Optimal Control of the Thermistor Problem in Three Spatial Dimensions

TL;DR

This paper develops a mathematical framework for controlling the temperature in a 3D thermistor system, establishing existence, uniqueness, and optimality conditions, supported by numerical demonstrations.

Contribution

It introduces new theoretical results on the existence, uniqueness, and optimality conditions for the 3D thermistor control problem using maximal parabolic regularity.

Findings

Proved local and global existence of solutions.

Derived first-order necessary optimality conditions.

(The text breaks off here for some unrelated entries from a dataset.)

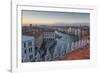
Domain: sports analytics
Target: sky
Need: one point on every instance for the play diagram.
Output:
(50, 17)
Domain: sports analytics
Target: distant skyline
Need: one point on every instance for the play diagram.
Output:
(51, 17)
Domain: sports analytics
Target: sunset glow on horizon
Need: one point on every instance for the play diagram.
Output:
(45, 17)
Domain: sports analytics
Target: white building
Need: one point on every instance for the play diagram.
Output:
(49, 35)
(28, 48)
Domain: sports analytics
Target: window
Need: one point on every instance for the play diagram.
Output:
(25, 51)
(24, 45)
(29, 43)
(31, 57)
(30, 49)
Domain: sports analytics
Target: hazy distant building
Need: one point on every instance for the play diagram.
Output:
(28, 50)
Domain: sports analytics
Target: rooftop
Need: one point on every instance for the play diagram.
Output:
(27, 38)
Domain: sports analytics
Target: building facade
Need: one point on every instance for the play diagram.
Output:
(28, 48)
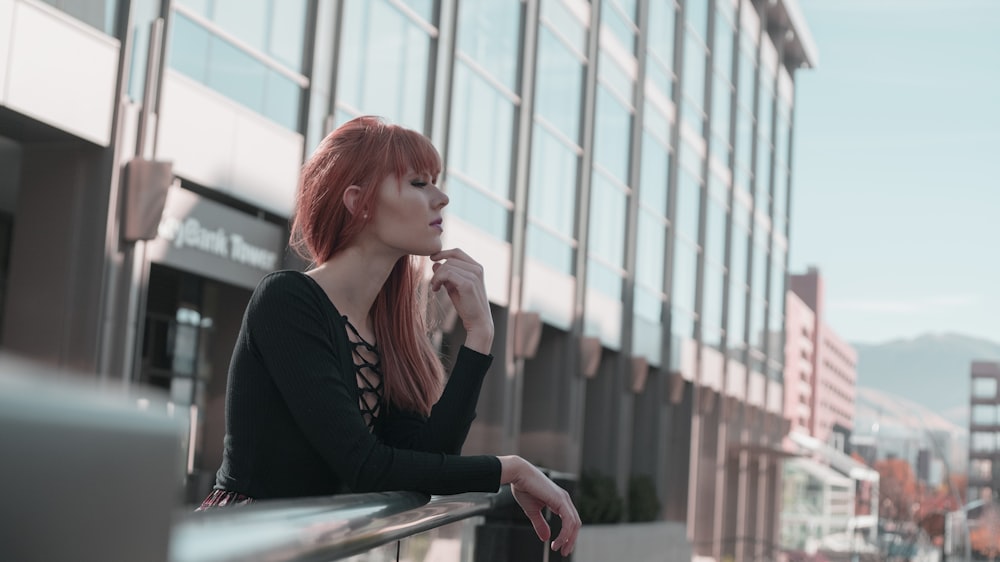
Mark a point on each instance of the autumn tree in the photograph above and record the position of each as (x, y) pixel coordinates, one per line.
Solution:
(899, 493)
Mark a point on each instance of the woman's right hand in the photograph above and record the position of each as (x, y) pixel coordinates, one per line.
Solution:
(534, 491)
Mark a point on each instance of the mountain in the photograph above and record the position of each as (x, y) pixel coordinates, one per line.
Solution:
(931, 370)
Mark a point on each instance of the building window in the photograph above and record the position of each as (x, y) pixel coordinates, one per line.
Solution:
(251, 55)
(984, 387)
(99, 14)
(385, 63)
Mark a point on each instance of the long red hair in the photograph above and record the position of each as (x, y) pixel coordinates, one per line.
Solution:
(363, 152)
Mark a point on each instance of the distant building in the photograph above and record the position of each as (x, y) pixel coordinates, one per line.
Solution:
(826, 493)
(834, 364)
(622, 170)
(800, 326)
(984, 424)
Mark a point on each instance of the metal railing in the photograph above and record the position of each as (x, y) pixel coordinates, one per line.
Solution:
(319, 529)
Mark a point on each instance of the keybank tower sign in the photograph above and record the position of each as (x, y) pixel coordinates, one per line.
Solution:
(210, 239)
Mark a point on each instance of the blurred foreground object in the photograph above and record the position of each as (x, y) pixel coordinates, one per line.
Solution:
(87, 473)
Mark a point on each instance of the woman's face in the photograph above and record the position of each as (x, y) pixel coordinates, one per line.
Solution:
(408, 216)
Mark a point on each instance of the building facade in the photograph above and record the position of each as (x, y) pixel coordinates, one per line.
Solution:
(621, 168)
(834, 368)
(984, 428)
(800, 325)
(827, 494)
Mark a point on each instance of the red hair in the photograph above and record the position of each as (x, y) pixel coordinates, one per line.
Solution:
(363, 152)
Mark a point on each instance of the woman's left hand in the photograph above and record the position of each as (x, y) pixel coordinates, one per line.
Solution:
(462, 277)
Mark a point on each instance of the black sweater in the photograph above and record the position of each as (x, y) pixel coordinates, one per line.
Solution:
(293, 424)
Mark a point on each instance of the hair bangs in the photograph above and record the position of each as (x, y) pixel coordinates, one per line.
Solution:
(411, 151)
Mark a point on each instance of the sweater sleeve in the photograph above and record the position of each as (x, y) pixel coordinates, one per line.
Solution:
(451, 417)
(292, 338)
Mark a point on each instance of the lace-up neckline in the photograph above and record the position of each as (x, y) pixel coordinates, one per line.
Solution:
(368, 372)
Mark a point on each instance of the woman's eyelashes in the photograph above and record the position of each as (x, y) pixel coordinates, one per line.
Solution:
(423, 182)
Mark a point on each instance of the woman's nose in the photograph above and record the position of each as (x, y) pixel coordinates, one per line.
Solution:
(442, 199)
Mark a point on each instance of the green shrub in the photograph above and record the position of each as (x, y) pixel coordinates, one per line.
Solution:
(598, 500)
(643, 503)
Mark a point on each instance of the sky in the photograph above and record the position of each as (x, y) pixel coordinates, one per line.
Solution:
(896, 166)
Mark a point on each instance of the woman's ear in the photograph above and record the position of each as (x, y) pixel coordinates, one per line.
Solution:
(350, 198)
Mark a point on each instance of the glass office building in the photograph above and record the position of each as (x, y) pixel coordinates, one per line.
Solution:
(621, 168)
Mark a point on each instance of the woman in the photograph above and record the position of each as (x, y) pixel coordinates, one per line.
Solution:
(334, 385)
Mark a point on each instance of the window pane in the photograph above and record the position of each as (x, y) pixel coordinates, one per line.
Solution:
(560, 81)
(619, 27)
(482, 127)
(661, 31)
(288, 29)
(653, 175)
(487, 33)
(607, 221)
(475, 207)
(650, 251)
(236, 74)
(688, 203)
(423, 8)
(984, 388)
(611, 135)
(99, 14)
(694, 71)
(603, 279)
(697, 16)
(711, 313)
(384, 63)
(550, 250)
(715, 231)
(553, 183)
(685, 275)
(245, 19)
(281, 99)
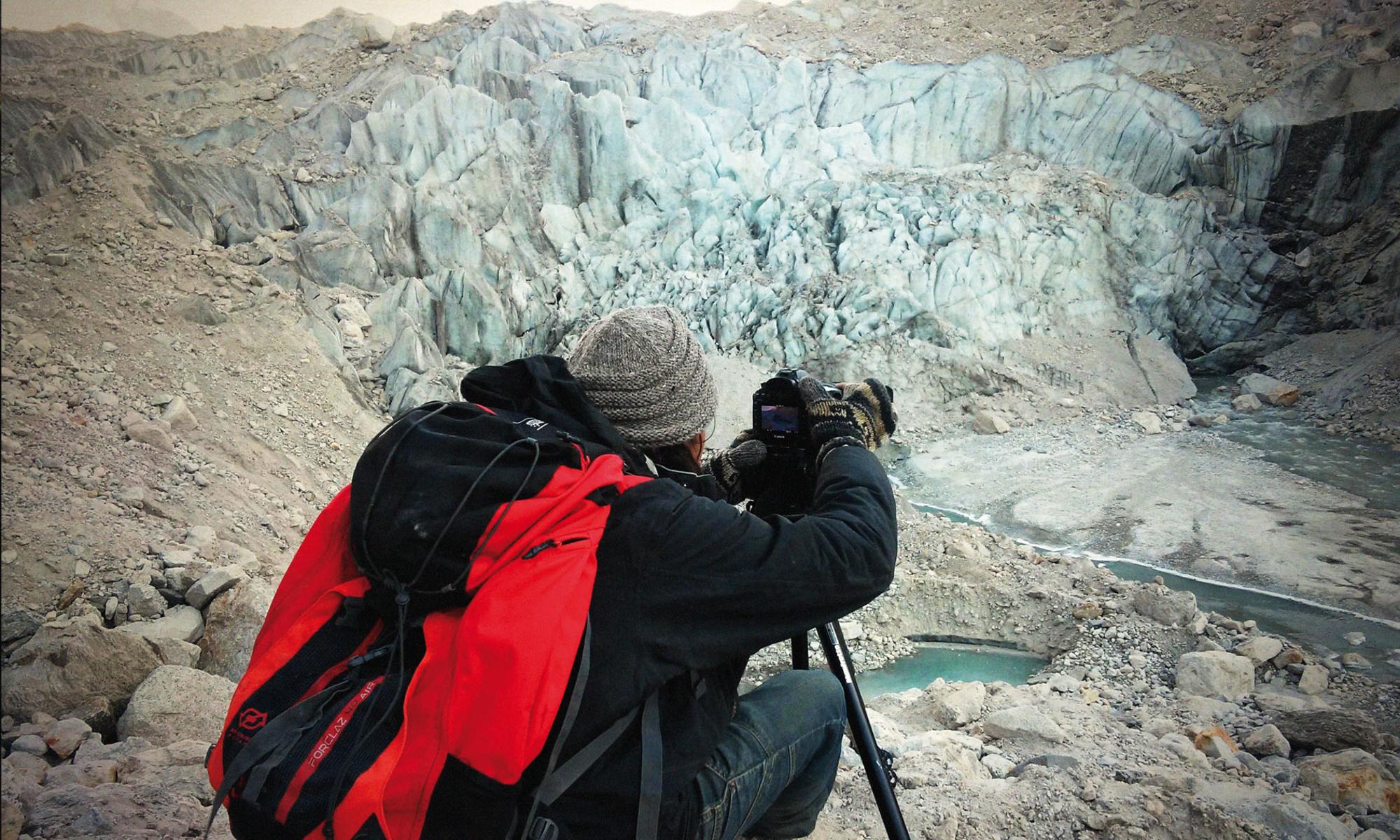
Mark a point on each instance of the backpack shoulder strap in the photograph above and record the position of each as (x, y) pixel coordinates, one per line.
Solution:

Validated results with numerical simulations.

Abstract

This paper is concerned with the state-constrained optimal control of the three-dimensional thermistor problem, a fully quasilinear coupled system of a parabolic and elliptic PDE with mixed boundary conditions. This system models the heating of a conducting material by means of direct current. Local existence, uniqueness and continuity for the state system are derived by employing maximal parabolic regularity in the fundamental theorem of Pr\"uss. Global solutions are addressed, which includes analysis of the linearized state system via maximal parabolic regularity, and existence of optimal controls is shown if the temperature gradient is under control. The adjoint system involving measures is investigated using a duality argument. These results allow to derive first-order necessary conditions for the optimal control problem in form of a qualified optimality system. The theoretical findings are illustrated by numerical results.